Kelly ran her hands through her hair like she was trying to pull off a mask. Nothing changed except her features softened with weariness and relief.
“The FBI asked me to come back a few years ago. They’d been burnt by too many agents who had been bought by drug dealers or foreign governments. They told me my background would give them an edge.”
“Because you had had a partner who was dirty and that made you suspect as well?”
“The higher-ups wanted someone they could send in to work with agents who were under the microscope. Even though I was cleared, they made sure I still had a bad reputation when I came back. I played on that by looking the other way, dropping a hint that I was open to something extra. If the agent reported me, we backed off. If the agent invited me to the party, we ran out the string.”
“Why go back? Why put yourself through that?”
“When my partner went down, he took part of me with him. I wanted that back.”
“Was Brewer one of the bad boys?”
“Very bad. We tried to nail him a few years ago, but we couldn’t get anything solid.”
“Was that when the two of you raided Ed Fiori’s office right after he was killed?”
Kelly nodded. “Brewer claimed he was working a confidential source inside Fiori’s organization, but we suspected he was on Fiori’s payroll. We had heard a rumor about Fiori’s taping system and, when Fiori was killed, Brewer said he wanted to check out whether his source was incriminated on the tapes.”
“And you wanted to know if Brewer was on the tapes,” Mason said.
“There was no informant. Brewer was after the same thing. There were only a handful of tapes left when we got there and Brewer wasn’t on them. Fiori’s nephew, Vince Bongiovanni, had gotten there ahead of us and taken most of the tapes. When we asked him for the tapes, he said he had destroyed them out of respect for his uncle’s memory.”
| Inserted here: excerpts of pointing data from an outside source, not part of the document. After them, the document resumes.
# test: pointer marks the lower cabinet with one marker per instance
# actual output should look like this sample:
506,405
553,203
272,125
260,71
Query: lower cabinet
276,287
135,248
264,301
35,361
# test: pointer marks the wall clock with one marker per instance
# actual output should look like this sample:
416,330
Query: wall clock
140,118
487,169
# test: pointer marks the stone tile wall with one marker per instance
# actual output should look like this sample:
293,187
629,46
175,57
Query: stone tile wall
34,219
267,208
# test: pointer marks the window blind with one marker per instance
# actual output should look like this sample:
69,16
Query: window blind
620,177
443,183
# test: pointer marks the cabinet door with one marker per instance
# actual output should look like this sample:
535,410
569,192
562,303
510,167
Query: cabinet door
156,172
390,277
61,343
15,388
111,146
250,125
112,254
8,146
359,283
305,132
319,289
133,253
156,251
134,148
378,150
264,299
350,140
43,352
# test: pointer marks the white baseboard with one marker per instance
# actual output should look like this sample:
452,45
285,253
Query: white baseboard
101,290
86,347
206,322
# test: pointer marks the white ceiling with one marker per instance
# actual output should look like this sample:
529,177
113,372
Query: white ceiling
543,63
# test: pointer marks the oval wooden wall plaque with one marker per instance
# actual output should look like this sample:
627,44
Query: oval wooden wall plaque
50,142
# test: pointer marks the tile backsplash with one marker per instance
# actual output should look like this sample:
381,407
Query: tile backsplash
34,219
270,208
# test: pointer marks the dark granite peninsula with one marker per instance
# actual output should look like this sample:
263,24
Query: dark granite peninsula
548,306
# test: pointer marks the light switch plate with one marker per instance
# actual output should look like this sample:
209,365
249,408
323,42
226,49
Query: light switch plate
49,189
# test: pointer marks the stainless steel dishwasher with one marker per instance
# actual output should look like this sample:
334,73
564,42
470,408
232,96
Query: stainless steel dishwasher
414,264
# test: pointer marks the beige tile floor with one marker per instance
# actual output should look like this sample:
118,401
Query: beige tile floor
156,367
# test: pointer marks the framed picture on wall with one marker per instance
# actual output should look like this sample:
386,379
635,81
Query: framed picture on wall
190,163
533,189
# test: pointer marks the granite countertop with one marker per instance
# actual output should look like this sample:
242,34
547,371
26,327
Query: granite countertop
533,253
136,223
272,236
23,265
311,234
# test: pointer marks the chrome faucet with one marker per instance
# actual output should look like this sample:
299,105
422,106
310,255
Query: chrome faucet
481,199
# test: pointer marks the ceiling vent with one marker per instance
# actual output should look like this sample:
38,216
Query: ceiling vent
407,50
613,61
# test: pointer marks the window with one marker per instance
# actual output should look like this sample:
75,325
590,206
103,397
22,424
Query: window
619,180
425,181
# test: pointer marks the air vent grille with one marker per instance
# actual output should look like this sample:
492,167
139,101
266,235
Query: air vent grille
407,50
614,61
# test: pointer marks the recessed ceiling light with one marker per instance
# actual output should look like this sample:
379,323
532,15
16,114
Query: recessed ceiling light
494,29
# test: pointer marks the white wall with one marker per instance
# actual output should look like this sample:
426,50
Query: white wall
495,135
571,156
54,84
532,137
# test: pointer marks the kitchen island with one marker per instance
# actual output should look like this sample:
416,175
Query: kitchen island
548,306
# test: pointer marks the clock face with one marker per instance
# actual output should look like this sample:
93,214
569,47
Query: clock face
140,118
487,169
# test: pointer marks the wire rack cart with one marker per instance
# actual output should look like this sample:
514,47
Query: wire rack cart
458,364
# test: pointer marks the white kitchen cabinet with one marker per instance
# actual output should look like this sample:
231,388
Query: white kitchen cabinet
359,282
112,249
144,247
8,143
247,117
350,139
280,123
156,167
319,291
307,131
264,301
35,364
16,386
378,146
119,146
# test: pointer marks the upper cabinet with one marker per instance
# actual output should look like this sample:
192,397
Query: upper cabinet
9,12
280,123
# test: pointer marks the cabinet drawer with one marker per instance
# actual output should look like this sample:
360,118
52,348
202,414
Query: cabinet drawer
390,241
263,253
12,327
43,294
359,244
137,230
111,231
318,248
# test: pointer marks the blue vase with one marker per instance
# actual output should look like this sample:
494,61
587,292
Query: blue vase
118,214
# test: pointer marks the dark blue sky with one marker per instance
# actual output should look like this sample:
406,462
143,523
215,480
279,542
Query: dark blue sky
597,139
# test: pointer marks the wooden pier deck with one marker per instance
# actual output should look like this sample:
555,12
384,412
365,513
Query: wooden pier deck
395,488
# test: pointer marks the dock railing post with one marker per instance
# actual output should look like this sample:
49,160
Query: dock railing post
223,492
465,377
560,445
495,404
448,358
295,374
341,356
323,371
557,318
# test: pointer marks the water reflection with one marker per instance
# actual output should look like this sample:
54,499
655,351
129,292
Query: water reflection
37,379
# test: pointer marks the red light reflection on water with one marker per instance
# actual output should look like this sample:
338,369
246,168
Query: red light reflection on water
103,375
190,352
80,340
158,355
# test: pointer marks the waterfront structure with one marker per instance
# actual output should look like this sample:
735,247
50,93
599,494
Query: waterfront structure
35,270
Mason almost asked her if she had found the tape of his meeting with Ed Fiori, but let it go. It didn’t matter anymore since his confessionals with Detective Griswold and Rachel Firestone.
“Bongiovanni told me he kept the tapes. I have a feeling he may have used some of them to settle a few of his cases,” Mason said.
“Comes as no surprise. My bosses in D.C. thought Al Webb and Brewer would be a good match. I hadn’t worked with him since Fiori died. We were both assigned to the investigation. He was already working on Fish’s case. Brewer came on to me and I didn’t discourage him,” she said, looking away. “I just pretended he was someone else.”
Mason took a deep breath. He didn’t want to ask who but was glad she didn’t dismiss her relationship with Brewer with a goes with the territory nonchalance.
“Brewer reached out to Webb,” Kelly continued, “and let him know he was available at the right price. Webb lowballed him and Brewer threatened to bust him on the spot. Then Webb came up with the conversations between Brewer and Fiori on a CD and Brewer took the money.”
“Did Webb get the CD from Bongiovanni?” Mason asked.
“I doubt it. Webb and Bongiovanni hate each other. Webb must have found a secret stash of Fiori’s tapes that we had missed. That’s when Brewer asked if I wanted in. He said if we got the tape, we could level the playing field with Webb and become his partners instead of his employees. I told him yes.”
“Webb gave the CD to his lawyer for safekeeping,” Mason said. It was a guess, but he made it a fact. Kelly didn’t deny it. “Which one of you stole it?”
“You’re lucky it was me. Brewer would have killed you and Lari Prillman.”
“Did Webb cut you in?”
“He wasn’t happy about it, but he did.”
“That’s a lot just to nail an agent that’s in the bag for a guy skimming from a casino.”
“Skimming and bribery are crimes, Counselor.”
“So is selling fake IDs to terrorists,” Mason said.